The key components of our Galaxy is a bulge of old stars in the center, a disk of stars and gas and a halo of globular clusters. The disk of our Galaxy is whirlpool shaped with numerous spiral arms spanning out from the center of the Galaxy. In the very center of the bulge of our Galaxy lies a nucleus, possibly a million solar mass black hole.

Notice that the total size of the Milky Way is about 50,000 light-years in radius, with the Sun a little over halfway from the center. Since the Galaxy is similar in shape to the solar system, we use a Galactic coordinate system where the plane of the disk forms the galactic equator. Angular distance from the center of the Galaxy eastward is galactic longitude, angular distance above or below the plane is galactic latitude.

The orbital period of an object is just how far an object traveled divided by its velocity. In a circular orbit, how far is the circumference of the orbit such that the period, P, is

P = 2 π r/v

where r is the distance from the center and v is the velocity.

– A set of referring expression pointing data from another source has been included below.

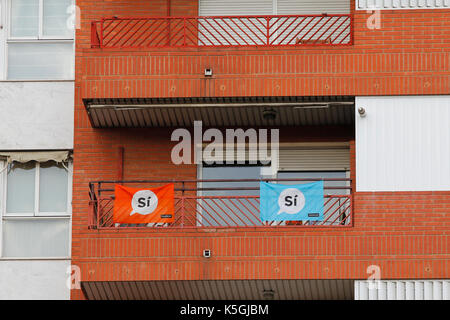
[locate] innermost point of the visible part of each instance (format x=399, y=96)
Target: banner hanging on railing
x=133, y=205
x=300, y=202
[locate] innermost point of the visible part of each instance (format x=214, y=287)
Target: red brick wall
x=407, y=234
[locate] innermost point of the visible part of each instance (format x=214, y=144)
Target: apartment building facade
x=360, y=94
x=36, y=144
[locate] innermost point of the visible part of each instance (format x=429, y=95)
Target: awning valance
x=39, y=156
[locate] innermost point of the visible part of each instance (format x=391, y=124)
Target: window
x=36, y=216
x=40, y=42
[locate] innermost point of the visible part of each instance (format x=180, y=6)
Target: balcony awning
x=330, y=289
x=220, y=111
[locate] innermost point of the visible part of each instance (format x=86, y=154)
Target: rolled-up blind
x=314, y=158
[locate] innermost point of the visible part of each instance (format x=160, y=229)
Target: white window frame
x=36, y=212
x=6, y=4
x=3, y=216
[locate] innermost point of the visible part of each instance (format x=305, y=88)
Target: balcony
x=214, y=204
x=223, y=31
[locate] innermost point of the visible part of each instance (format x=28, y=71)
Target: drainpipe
x=169, y=5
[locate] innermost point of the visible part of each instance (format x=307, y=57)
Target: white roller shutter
x=403, y=290
x=287, y=7
x=401, y=4
x=235, y=7
x=314, y=158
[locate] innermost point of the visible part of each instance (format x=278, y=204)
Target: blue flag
x=291, y=202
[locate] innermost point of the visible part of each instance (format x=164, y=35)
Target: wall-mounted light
x=207, y=253
x=362, y=112
x=268, y=294
x=208, y=72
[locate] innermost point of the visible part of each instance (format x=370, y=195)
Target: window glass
x=25, y=18
x=55, y=19
x=41, y=237
x=40, y=61
x=20, y=187
x=53, y=180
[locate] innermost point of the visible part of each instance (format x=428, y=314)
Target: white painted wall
x=403, y=143
x=403, y=290
x=402, y=4
x=36, y=115
x=32, y=280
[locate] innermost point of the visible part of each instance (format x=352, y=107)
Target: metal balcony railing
x=208, y=204
x=222, y=31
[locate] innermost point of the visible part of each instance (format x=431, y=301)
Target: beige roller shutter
x=314, y=158
x=286, y=7
x=235, y=7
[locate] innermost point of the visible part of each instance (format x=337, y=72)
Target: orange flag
x=134, y=205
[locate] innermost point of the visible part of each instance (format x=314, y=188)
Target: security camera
x=269, y=114
x=207, y=253
x=208, y=72
x=362, y=111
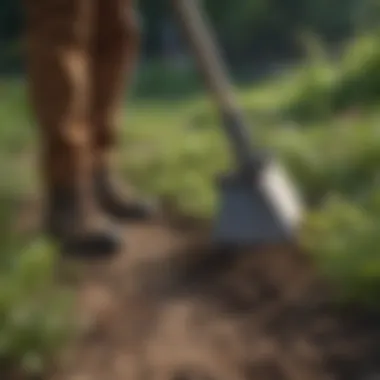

Since the Sun orbits the center of the Galaxy, we can use this knowledge to determine the mass of the Galaxy. Remember that Kepler's 3rd law states that the sum of the masses of two objects in orbit around each other is given by

MGalaxy + MSun = r3/P2

Notice that the mass of the Sun is really, really small compared to the mass of the Galaxy. So MGalaxy + MSun becomes just MGalaxy.

ROTATION CURVE OF GALAXY:

The orbital period of the Sun around the Galaxy gives us a mean mass for the amount of material inside the Sun's orbit. But a detailed plot of the orbital speed of the Galaxy as a function of radius reveals the distribution of mass within the Galaxy. The simplest type of rotation is wheel rotation shown below.

Rotation following Kepler's 3rd law is shown above as planet-like or differential rotation. Notice that the orbital speeds falls off as you go to greater radii within the Galaxy. This is called a Keplerian rotation curve.

To determine the rotation curve of the Galaxy, stars are not used due to interstellar extinction. Instead, 21-cm maps of neutral hydrogen are used. When this is done, one finds that the rotation curve of the Galaxy stays flat out to large distances, instead of falling off as in the figure above. This means that the mass of the Galaxy increases with increasing distance from the center.

The surprising thing is there is very little visible matter beyond the Sun's orbital distance from the center of the Galaxy. So the rotation curve of the Galaxy indicates a great deal of mass, but there is no light out there. We call this the dark matter problem, and states that the halo of our Galaxy is filled with a mysterious dark matter of unknown composition and type.